A l’occasion du 150e anniversaire de sa naissance, l’Opéra National de Paris et la Bibliothèque Nationale de France fêtent l’œuvre de Léon Bakst, artiste total de l’avant-garde russe. 

A l’aube de la modernité, Bakst fait figure de génie : à la fois peintre, décorateur, scénographe, styliste, l’artiste maniait la couleur et les formes avec force, saisissant la sensibilité fiévreuse qui s’emparait du monde de l’avant-guerre. De son vrai nom Lev Samoïlovitch Rosenberg, originaire de Grodno (aujourd’hui Hrodna en Biélorussie), le jeune peintre manifeste très tôt des talents artistiques. Formé aux Beaux-Arts de Saint-Pétersbourg, il rencontre, vers 1890, Serge Diaghilev, génial inventeur des Ballets russes qui, bientôt, fascineront toute l’Europe. Avec leur ami commun, l’aquarelliste Alexandre Benois, ils fondent le groupe et le journal avant-gardistes russes Mir Iskusstva, « Le Monde de l’art », sous l’égide duquel se déploieront les ballets.

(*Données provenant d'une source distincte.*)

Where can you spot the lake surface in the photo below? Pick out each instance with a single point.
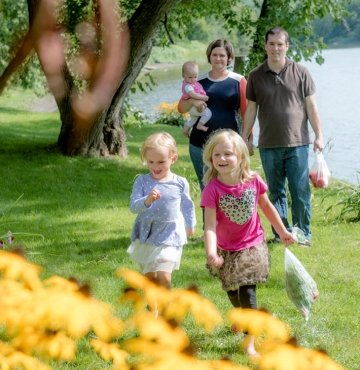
(338, 97)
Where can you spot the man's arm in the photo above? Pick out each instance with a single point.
(315, 122)
(248, 124)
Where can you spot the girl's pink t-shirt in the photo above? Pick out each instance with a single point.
(238, 222)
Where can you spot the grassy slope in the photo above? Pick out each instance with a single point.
(80, 207)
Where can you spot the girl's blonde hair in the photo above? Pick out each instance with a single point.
(156, 141)
(240, 149)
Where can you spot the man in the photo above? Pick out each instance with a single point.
(282, 93)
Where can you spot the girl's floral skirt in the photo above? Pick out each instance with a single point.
(244, 267)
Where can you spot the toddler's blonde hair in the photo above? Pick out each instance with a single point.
(156, 141)
(244, 172)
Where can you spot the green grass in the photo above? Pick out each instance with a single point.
(79, 206)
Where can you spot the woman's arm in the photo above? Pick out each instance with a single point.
(314, 119)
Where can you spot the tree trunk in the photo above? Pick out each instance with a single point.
(107, 135)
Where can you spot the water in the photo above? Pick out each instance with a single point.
(338, 97)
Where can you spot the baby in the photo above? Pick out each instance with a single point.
(192, 89)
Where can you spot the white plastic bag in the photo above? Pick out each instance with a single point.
(319, 172)
(300, 286)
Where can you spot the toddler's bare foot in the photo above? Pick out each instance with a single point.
(249, 346)
(201, 127)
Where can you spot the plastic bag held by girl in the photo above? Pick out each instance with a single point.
(319, 172)
(300, 286)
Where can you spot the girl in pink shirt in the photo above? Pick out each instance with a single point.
(234, 238)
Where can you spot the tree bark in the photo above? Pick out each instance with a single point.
(107, 136)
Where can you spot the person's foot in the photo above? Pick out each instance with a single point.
(201, 127)
(275, 239)
(305, 243)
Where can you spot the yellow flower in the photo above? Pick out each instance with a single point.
(12, 359)
(159, 331)
(225, 365)
(257, 322)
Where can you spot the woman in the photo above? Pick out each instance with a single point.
(227, 100)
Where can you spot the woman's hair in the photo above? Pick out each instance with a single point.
(240, 149)
(156, 141)
(221, 43)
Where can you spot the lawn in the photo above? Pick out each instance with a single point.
(71, 216)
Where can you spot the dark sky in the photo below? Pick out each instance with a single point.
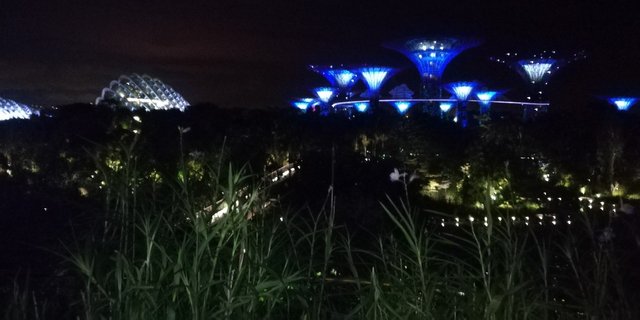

L’exposition s’ouvre sur la jeunesse de l’artiste, qui travaille sur commande, voyage entre Paris, Saint-Pétersbourg, l’Allemagne et l’Italie… Son style s’affirme, saisissant mélange de modernité occidentale, de références orientales et populaires de sa Russie natale et de l’Antiquité grecque pour laquelle il se passionne. Commence alors la période la plus virtuose de Bakst – qui a changé de nom, s’inspirant de celui de sa grand-mère, Bakster. Les Ballets russes sont lancés, et sous les yeux ébahis du public français se déploient les merveilles de Cléopâtre en 1909, de Shéhérazade et de L’Oiseau de feu en 1910, puis du Spectre de la Rose l’année suivante… Le « magicien des couleurs » comme le surnommait son ami Gabriele D’Annunzio, révèle toute la puissance et l’intensité de son art. Les couleurs chatoyantes, aux contrastes violents et les plans élargis de ses scénographies, l’architecture onirique qu’il y retranscrit transportent les spectateurs. Collaborant avec les compositeurs Claude Debussy, Maurice Ravel, Igor Stravinsky, et les danseurs Ida Rubinstein et Vaslav Nijinski, Bakst conçoit son travail comme un art total : s’imprégnant d’une atmosphère, dialoguant avec les références et la musique, pour que les personnages ne soient plus que « les derniers coups de pinceau » du spectacle.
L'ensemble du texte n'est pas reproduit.